He accuses the company of sabotaging itself and wasting available resources
It’s hard to find someone in the world of electronic entertainment who doesn’t know the name of John Carmack. Creator of emblematic games such as Wolfestein 3D, Doom or Quake, he is also one of the great promoters of what is known as second wave of virtual reality. In 2013 he joined Oculus as technical director and, when Meta acquired the company in 2014 for 2,000 million dollars, he went on to advise the team in charge of developing the different virtual reality headsets that the company plans to put on the market.
Last week, however, Carmack announced that he has left his postfrustrated with the way in which Meta is executing its plan to create the so-called “metaverse”, the collection of virtual experiences in which, as Mark Zuckerberg promises, much of our lives will be spent.
Although Carmack still believes in the potential of virtual reality, he has questioned the efficiency of Meta, assuring that the company has “a ridiculous number of people and resourcesbut we constantly self-sabotage and waste our efforts.”
“It has been a constant struggle for me. I have a voice at the highest levels, so it seems that I should be able to move things, but obviously I am not persuasive enough,” he explains in a brief publication announcing his departure. .
Although Carmack does not give specific details about the problems in Meta, he does refer to the low graphic quality of the products, despite the fact that they have the potential to offer much better virtual worlds. Meta’s virtual reality toolssuch as Horizons Worlds -a kind of virtual social network- have been widely criticized for offering very poor graphics, with avatars that still lack legs and the textures and complexity of shapes that one would expect from a game on the Nintendo Wii console.
Mark Zuckerberg himself has recognized that there is much room for improvement and that the Horizon Worlds team is preparing more realistic experiences to accompany the company’s future virtual reality headsets, which will also be much more powerful.

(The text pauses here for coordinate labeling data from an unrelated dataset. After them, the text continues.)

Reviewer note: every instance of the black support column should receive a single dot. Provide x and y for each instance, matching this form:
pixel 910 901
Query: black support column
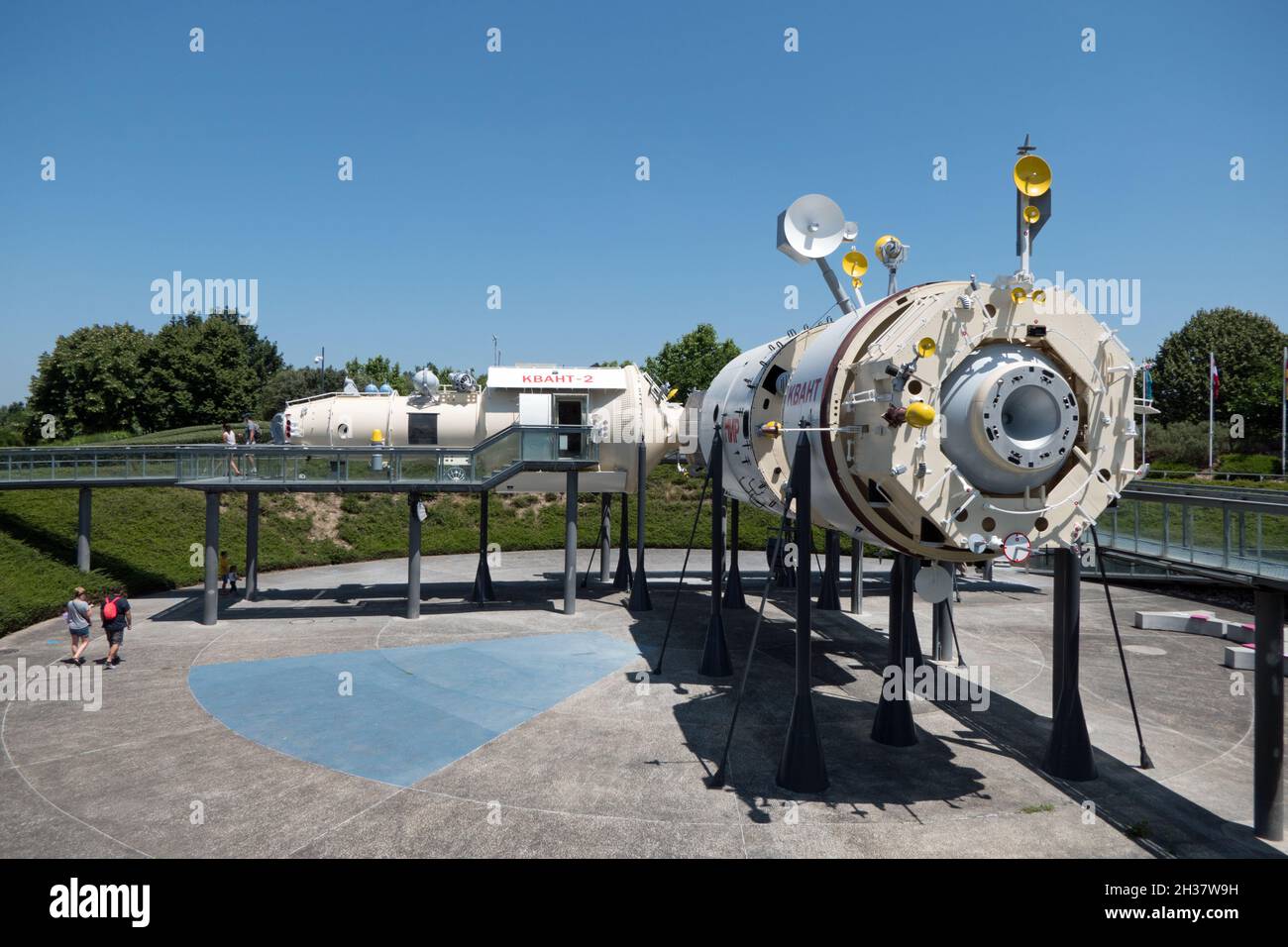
pixel 803 768
pixel 941 621
pixel 1069 753
pixel 733 581
pixel 622 577
pixel 82 527
pixel 483 591
pixel 640 599
pixel 1267 720
pixel 571 544
pixel 412 556
pixel 829 589
pixel 893 723
pixel 857 573
pixel 252 545
pixel 715 650
pixel 210 591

The bad economic situation that the company is going through – its revenue from advertising on Facebook and Instagram have plummeted in 2022 -, however, has led Zuckerberg to cut out template in almost 11,000 workers. Although the metaverse remains a priority on paper, he faces an increasingly hostile group of investors who demand that he refocus on the advertising business instead of getting lost in virtual worlds.